Le previsioni di 3bmeteo, un servizio meteorologico indipendente, forniscono dettagli tecnici sull'evoluzione del tempo. L'analisi di un fronte artico evidenzia la sua origine settentrionale e la sua capacità di abbassare rapidamente le temperature anche in aree solitamente più miti. L'intensificazione dei venti settentrionali, con raffiche significative, è un altro indicatore della forza di questa perturbazione. Questi venti possono accentuare la sensazione di freddo e influenzare ulteriormente le condizioni di visibilità e la viabilità, specialmente sulle strade di montagna come la Cassia Cimina.

La tendenza per il fine settimana indica un miglioramento temporaneo delle condizioni. Tuttavia, la possibilità di un aumento della nuvolosità nella giornata di domenica suggerisce che l'instabilità atmosferica potrebbe non essere completamente esaurita. Le fluttuazioni meteorologiche sono sempre più frequenti, rendendo importante monitorare costantemente le previsioni per pianificare attività all'aperto e garantire la sicurezza.

La regione Lazio, e in particolare le aree interne e montuose come i Monti Cimini, sono spesso teatro di questi repentini cambiamenti climatici. La combinazione di altitudine, vicinanza al mare e influenze continentali crea un microclima complesso. Questo rende la zona soggetta a fenomeni meteorologici anche estremi. La neve in primavera, sebbene non comune, non è un evento eccezionale in queste aree, soprattutto quando si verificano irruzioni fredde significative dall'Artico o dalla Scandinavia. La data del 26 marzo 2026 si inserisce in un contesto di possibili fluttuazioni stagionali che possono portare a condizioni invernali tardive.

L'abbassamento della quota neve a 600 metri è un dato significativo. Indica che l'aria fredda è penetrata in modo deciso. Questo fenomeno ha un impatto diretto sulla vegetazione e sull'agricoltura locale, che potrebbe subire danni da gelate tardive.
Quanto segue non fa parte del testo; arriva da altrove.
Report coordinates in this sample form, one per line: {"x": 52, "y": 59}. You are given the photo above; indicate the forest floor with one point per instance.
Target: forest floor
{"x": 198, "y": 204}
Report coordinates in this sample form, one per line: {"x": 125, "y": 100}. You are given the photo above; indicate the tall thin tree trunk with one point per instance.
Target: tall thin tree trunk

Le autorità locali e i servizi di protezione civile monitorano costantemente queste situazioni per prevenire disagi alla circolazione e garantire la sicurezza dei cittadini, specialmente nelle aree più esposte.
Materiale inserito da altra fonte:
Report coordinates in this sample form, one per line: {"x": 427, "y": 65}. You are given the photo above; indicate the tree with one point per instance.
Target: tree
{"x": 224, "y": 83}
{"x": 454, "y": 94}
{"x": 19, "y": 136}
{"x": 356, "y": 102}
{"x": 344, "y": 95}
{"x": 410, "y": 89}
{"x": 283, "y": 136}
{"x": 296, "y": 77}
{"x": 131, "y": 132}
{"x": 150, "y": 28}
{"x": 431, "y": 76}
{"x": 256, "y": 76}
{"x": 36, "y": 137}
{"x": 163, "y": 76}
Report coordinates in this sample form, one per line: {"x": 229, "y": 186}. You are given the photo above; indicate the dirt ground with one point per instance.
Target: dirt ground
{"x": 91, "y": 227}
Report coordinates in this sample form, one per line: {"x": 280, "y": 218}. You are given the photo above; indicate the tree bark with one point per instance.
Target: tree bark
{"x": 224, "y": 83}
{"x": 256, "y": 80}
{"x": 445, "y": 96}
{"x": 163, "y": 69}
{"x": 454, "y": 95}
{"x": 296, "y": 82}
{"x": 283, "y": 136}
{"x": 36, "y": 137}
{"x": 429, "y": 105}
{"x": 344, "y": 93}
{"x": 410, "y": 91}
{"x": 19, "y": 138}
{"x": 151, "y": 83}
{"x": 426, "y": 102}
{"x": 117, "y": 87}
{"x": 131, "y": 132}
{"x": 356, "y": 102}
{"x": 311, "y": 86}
Le previsioni a lungo termine, sebbene meno precise, suggeriscono una possibile ripresa delle temperature normali per il periodo all'inizio della settimana successiva. Tuttavia, la variabilità del tempo atmosferico rende fondamentale un aggiornamento continuo delle informazioni meteo. La comunità locale è invitata a prestare attenzione agli avvisi e alle raccomandazioni delle autorità competenti.